Marcher malgré une paralysie: quelle interface cerveau-machine?
Une équipe de chercheurs franco-suisse a développé une interface cerveau-machine qui a permis à une personne paraplégique d’actionner ses jambes par la pensée. L’article des chercheurs dans le revue Nature détaille les technologies électroniques et algorithmes impliqués.
A Lausanne, une personne paralysée des jambes a pu marcher à l’aide d’une interface cerveau-machine capable de transformer ses pensées en action. Cette prouesse a été rendue possible grâce aux travaux d’une équipe franco-suisse, composée de chercheurs de l’EPFL, du CHUV, de l’université de Lausanne et du CEA de Grenoble.
«Nous avons développé un pont digital sans fil entre le cerveau et la moelle épinière en utilisant la technologie Brain-Computer Interface (BCI) qui transforme la pensée en action», résume dans le communiqué du CHUV Grégoire Courtine, Professeur en neurosciences à l'EPFL, au CHUV, et à l'UNIL. Publié dans le revue Nature, l'article des chercheurs détaille les technologies électroniques et IT impliquées dans l’interface digitale sans fil reliant le cerveau et la moelle épinière de Gert-Jan, 40 ans, devenu paraplégique à la suite d’un accident de vélo. L’interface lui a permis de se tenir debout, de marcher et de monter un escalier.
Deux types d'implants électroniques
Couplés à des antennes disposées sur un casque, deux types d'implants électroniques différents sont nécessaires pour créer ce pont numérique. Des dispositifs WIMAGINE sont placés au-dessus de la région du cerveau qui est responsable des mouvements des jambes. Ce dispositif décode les signaux électriques générés par le cerveau. Une antenne à ultra-haute fréquence transfère les signaux à une station de base portable et à une unité de traitement, qui génère des prédictions en ligne des intentions motrices sur la base de ces signaux, lit-on dans l’article scientifique. Les intentions motrices décodées sont ensuite converties en commandes de stimulation, qui sont quant à elles transmises à un implant ACTIVA RC qui délivre les signaux électriques aux zones de la racine dorsale ciblées.

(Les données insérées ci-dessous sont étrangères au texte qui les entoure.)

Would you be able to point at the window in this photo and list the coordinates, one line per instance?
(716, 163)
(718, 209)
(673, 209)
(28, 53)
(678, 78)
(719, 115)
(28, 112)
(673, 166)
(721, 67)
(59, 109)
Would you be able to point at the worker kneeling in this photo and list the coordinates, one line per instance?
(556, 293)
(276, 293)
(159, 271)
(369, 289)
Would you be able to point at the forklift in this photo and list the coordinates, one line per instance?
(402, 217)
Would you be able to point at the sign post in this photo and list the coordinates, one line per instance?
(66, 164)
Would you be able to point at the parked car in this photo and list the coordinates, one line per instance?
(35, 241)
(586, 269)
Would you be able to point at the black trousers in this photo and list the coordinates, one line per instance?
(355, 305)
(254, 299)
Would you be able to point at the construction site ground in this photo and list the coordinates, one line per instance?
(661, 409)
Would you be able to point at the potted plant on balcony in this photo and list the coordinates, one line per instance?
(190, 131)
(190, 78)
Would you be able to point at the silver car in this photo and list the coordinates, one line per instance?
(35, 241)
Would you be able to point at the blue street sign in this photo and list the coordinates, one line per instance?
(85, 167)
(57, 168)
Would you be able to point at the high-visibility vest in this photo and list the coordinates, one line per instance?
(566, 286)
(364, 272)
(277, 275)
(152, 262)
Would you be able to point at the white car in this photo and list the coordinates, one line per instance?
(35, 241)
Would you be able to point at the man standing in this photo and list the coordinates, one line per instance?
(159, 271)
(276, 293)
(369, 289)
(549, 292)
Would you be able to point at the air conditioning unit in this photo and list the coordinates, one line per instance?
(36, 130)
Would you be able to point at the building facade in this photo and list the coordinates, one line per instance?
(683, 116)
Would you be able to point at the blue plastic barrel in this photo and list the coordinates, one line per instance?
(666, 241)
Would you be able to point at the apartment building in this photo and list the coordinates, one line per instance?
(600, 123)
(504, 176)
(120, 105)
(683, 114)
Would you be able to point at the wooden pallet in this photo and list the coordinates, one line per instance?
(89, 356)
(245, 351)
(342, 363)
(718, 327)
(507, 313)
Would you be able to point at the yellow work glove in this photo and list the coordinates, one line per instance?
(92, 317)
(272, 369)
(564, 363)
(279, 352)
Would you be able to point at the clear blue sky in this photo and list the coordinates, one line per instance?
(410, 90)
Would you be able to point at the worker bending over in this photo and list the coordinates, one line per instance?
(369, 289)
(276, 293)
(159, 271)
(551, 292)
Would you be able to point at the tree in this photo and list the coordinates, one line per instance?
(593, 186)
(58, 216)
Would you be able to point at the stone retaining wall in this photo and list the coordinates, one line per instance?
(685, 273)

Algorithmes d’intelligence artificielle
Le système qui décode les signaux générés au niveau du cortex implique des algorithmes basés sur des méthodes d’intelligence artificielle adaptatives. Dans un premier temps, sont extraites les caractéristiques spatiales, spectrales et temporelles des signaux associés au désir de bouger les membres inférieurs. Pour ce faire, le sujet a été invité à effectuer des mouvements de la hanche, du genou et de la cheville du côté gauche et du côté droit en position assise. «Cette cartographie a permis d'identifier les électrodes, les caractéristiques spectrales et les fenêtres temporelles qui capturaient la plus grande quantité d'informations liées au mouvement», expliquent les chercheurs dans leur article. Les configurations des implants corticaux et spinaux ont ensuite permis de calibrer le système sur la base d'un algorithme multilinéaire récursif. Un modèle détermine la probabilité qu'une articulation particulière soit destinée à bouger. En parallèle, l'amplitude et la direction du mouvement sont prédites à l'aide d'un algorithme fonctionnant indépendamment. Durant toute la phase d'étalonnage, les caractéristiques adaptatives des modèles ont permis une configuration progressive en temps réel.

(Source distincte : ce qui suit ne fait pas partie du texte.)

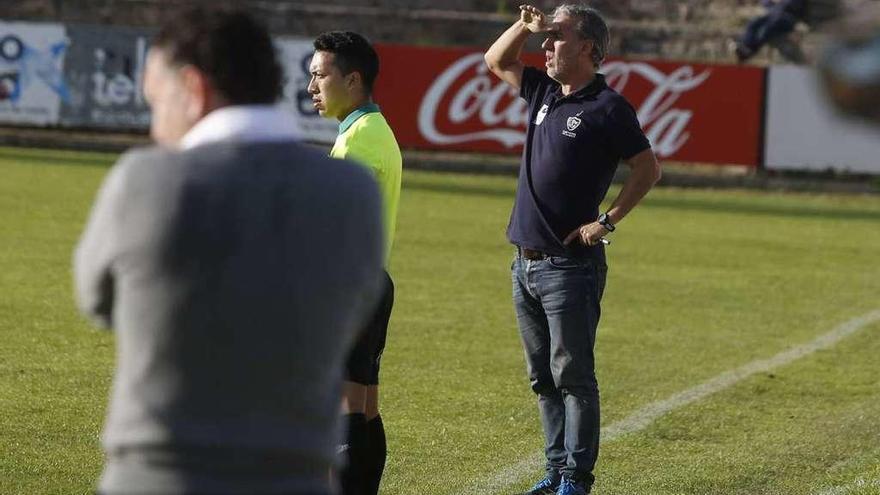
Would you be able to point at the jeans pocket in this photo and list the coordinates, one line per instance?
(567, 263)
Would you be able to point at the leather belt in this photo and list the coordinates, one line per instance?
(531, 254)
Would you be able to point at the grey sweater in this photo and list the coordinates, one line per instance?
(234, 276)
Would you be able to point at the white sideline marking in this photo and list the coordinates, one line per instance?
(859, 483)
(640, 419)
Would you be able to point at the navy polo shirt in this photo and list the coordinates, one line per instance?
(573, 145)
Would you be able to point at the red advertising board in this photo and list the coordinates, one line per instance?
(446, 99)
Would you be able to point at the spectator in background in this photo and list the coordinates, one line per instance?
(850, 64)
(235, 265)
(778, 23)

Dans la partie «Discussion» de leur article, les chercheurs expliquent que l’une des limites de leur interface réside dans le fait qu’elle n’est pour l'heure validé que pour un seul individu. On peut en outre se demander dans quelle mesure c’est le système qui apprend à décoder les impulsions cérébrales, ou le patient qui apprend à penser de façon à faire fonctionner le système.